My best advice? Don’t bother. Two principles should regulate any discussion of Thanksgiving wine:
1. No single wine will pair well with all the dishes at a typical Thanksgiving meal, and;
2. No single wine will please everyone at your table.
The cardinal sin in food and wine pairing is to serve a dry wine with sweet food. Sweet dishes will inevitably make a dry wine taste thin and sour. Since many Thanksgiving dishes have some sweetness, your dry wines will suffer. White turkey meat requires a light, delicate wine. Dark meat and mushroom stuffing requires a dry, bold, earthy wine. Most vegetables will need a wine that won’t amplify bitterness. No single wine can do all this work.

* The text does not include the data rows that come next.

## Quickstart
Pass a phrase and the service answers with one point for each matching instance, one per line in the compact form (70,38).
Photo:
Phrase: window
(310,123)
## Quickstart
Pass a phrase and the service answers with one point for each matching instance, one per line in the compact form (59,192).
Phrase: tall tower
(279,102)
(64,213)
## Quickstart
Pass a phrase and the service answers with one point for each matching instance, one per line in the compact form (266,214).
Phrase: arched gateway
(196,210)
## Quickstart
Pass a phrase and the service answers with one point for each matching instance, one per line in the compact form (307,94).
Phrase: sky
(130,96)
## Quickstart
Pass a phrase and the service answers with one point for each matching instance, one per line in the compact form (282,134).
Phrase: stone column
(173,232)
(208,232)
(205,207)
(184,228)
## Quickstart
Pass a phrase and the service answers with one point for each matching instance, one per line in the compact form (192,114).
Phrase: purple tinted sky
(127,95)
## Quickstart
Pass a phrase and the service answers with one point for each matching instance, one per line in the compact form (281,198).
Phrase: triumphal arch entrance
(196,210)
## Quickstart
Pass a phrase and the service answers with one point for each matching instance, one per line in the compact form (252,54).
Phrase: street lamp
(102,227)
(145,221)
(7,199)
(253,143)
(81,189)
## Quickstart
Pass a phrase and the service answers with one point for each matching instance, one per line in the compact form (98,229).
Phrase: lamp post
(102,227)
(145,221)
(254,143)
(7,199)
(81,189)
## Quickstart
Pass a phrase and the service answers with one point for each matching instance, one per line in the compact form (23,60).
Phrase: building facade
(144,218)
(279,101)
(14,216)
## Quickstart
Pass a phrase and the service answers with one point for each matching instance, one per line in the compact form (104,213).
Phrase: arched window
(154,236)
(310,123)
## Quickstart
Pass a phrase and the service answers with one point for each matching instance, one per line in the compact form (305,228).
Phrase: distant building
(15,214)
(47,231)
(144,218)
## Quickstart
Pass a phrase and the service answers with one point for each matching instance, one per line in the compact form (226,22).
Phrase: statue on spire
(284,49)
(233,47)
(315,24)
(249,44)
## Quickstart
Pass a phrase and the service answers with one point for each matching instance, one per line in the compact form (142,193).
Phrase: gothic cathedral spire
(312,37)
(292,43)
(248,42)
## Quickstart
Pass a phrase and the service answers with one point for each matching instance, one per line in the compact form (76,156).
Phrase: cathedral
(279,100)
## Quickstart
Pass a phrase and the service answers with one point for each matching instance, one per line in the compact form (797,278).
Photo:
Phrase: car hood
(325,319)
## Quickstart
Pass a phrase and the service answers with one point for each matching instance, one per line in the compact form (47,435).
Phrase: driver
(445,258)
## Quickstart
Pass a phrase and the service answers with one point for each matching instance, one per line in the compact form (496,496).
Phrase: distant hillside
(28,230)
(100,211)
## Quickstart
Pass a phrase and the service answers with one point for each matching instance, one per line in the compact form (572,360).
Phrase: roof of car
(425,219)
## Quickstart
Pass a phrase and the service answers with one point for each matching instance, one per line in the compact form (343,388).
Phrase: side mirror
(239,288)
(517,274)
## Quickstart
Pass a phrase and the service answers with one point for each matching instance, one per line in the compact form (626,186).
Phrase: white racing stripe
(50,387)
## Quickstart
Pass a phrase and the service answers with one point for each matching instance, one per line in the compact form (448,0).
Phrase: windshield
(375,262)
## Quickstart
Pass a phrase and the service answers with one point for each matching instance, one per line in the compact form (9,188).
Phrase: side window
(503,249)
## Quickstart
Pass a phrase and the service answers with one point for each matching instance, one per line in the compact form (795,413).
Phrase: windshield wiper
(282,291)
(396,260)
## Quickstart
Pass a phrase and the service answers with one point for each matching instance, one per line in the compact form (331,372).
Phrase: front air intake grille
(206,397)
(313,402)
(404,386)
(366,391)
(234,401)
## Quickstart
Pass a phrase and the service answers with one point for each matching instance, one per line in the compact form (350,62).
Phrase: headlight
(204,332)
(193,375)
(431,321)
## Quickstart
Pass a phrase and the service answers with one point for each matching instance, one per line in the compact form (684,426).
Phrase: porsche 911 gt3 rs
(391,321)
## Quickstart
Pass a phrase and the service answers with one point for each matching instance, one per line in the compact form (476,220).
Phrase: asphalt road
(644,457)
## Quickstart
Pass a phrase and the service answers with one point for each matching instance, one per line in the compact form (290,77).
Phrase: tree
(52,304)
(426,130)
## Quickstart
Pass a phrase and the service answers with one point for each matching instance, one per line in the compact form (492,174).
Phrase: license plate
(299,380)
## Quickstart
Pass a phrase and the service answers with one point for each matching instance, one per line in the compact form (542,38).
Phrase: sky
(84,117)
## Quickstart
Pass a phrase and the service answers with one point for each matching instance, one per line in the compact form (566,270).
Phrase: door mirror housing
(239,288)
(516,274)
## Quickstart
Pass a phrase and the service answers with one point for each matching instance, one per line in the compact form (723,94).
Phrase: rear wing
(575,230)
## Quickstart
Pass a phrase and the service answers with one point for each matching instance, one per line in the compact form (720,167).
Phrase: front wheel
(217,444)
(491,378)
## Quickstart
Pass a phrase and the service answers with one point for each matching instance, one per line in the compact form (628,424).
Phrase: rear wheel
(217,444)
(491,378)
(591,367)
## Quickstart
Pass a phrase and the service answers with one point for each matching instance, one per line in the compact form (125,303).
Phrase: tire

In light of those two principles, the best thing to do is open a variety of affordable wines and let people choose what they want to drink. However, if that sounds too spiritless and half-assed for your guests (or for your ego) you might try the following approaches:
— Serve a good, modestly priced sparkling wine like Toques et Clochers Crémant de Limoux. No one ever complains about being served sparkling wine even if it doesn’t pair perfectly with your dishes.
–Serve two wines: an off-dry Riesling from Germany’s Mosel region and an elegant Pinot Noir from Santa Barbara. Neither will work with all the dishes but both will be a good compromise.
–or serve a quality apple cider such as Eric Bordelet’s Brut Tendre. This is an off dry cider with autumnal flavors that comes closer than anything I’ve tried to a perfect Thanksgiving beverage.
And most of all remember, Thanksgiving embodies more important ideals than getting the wine and food pairing right.